Может быть, здесь приоткрывается некий спор авторов с самими собой. Они сказали больше, чем хотели, ибо невольно сказали о своем методе. Здесь прорисовывается не только мысль о нарушении баланса эмоционального с рациональным, но и противоречие концепции человека у Стругацких. В необычайной обстановке в людях раскрываются и необычайные возможности. Стругацкие же пытаются сохранить своих героев неизменными, и оттого знакомые их черты делаются странными и неестественными. Ведь когда Камилл упрекает «вполне людей»: «Нужно любить, нужно читать о любви, нужны зеленые холмы, музыка, картины, неудовлетворенность, страх, зависть» (с. 135) — он прав вовсе не риторически: очень, очень скудно наделены «живые» герои Стругацких «врожденной способностью чувствовать» (с. 13 5). И если не приходится сожалеть о страхе и зависти, то ведь и любовью никто по-настоящему не одарен, за исключением Антона-Руматы, но для того его пришлось отправить из будущего — в прошлое. («Трудно быть богом»).

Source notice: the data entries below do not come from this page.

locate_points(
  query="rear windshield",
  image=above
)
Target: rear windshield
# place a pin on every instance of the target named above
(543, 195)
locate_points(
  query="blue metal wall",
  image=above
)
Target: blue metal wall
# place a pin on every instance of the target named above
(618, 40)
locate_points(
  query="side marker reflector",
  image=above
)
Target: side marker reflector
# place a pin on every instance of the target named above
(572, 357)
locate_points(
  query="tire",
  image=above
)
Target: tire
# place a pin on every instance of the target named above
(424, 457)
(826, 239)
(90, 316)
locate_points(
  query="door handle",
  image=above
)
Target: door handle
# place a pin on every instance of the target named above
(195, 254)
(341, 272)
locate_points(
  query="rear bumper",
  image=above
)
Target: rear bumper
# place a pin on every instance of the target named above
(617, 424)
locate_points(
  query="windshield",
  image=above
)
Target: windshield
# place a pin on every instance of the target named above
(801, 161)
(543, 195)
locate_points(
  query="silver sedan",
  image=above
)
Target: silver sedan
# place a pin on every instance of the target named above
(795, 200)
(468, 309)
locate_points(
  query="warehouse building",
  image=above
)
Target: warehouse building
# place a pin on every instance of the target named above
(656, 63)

Стругацким лучше удается не прямое изображение человека, а косвенная характеристика «идеи человека» — через окружающий мир. В «Возвращении» одна из новелл, включенная в главу «Благоустроенная планета», названа по знаменитому роману Г.Мелвилла «Моби Дик». У Мелвилла непокорный кит Моби Дик потопил корабль капитана Ахава, словно мстя человеку за его кровавое ремесло. На Благоустроенной планете китовый промысел перестал быть зверским убийством. На совершенных подводных лодках океанская охрана пасет стада китов, охраняет от хищников. Романтика мирного творчества, гуманного хозяйствования. Этика ремесла — прямое продолжение принципов коммунизма. И в обрамлении этой метафоры естественней голоса, теплее чувства героев.
Этот фон освещает человеческие фигуры едва ли не лучше, чем они раскрываются сами. «Работа, работа, работа… Весь смысл жизни в работе, — жалуется в „Стажерах” некая дама. — Все время чего-то ищут. Все время чего-то строят. Зачем? Я понимаю, это нужно было раньше, когда всего не хватало. Когда была эта экономическая борьба. Когда еще нужно было доказывать, что мы можем не хуже, а лучше, чем они. Доказали. А борьба осталась. Какая-то глухая, неявная. Я не понимаю ее».[371] Свидетельница борьбы миров, в которой победила ее страна, эта женщина так и не стала ее участницей. Она не понимает уходящих в космос и не возвращающихся оттуда и все-таки не может не провожать и не встречать. Они — живут! И, умирая, остаются молодыми, и молодежь — стажеры — заменяет их на бессменной вахте. А она — прячется в тени аэровокзала, чтобы хоть глянуть на эту жизнь, что прошла мимо, — теперь уже старая, обрюзглая, отдавшая свои годы одной себе…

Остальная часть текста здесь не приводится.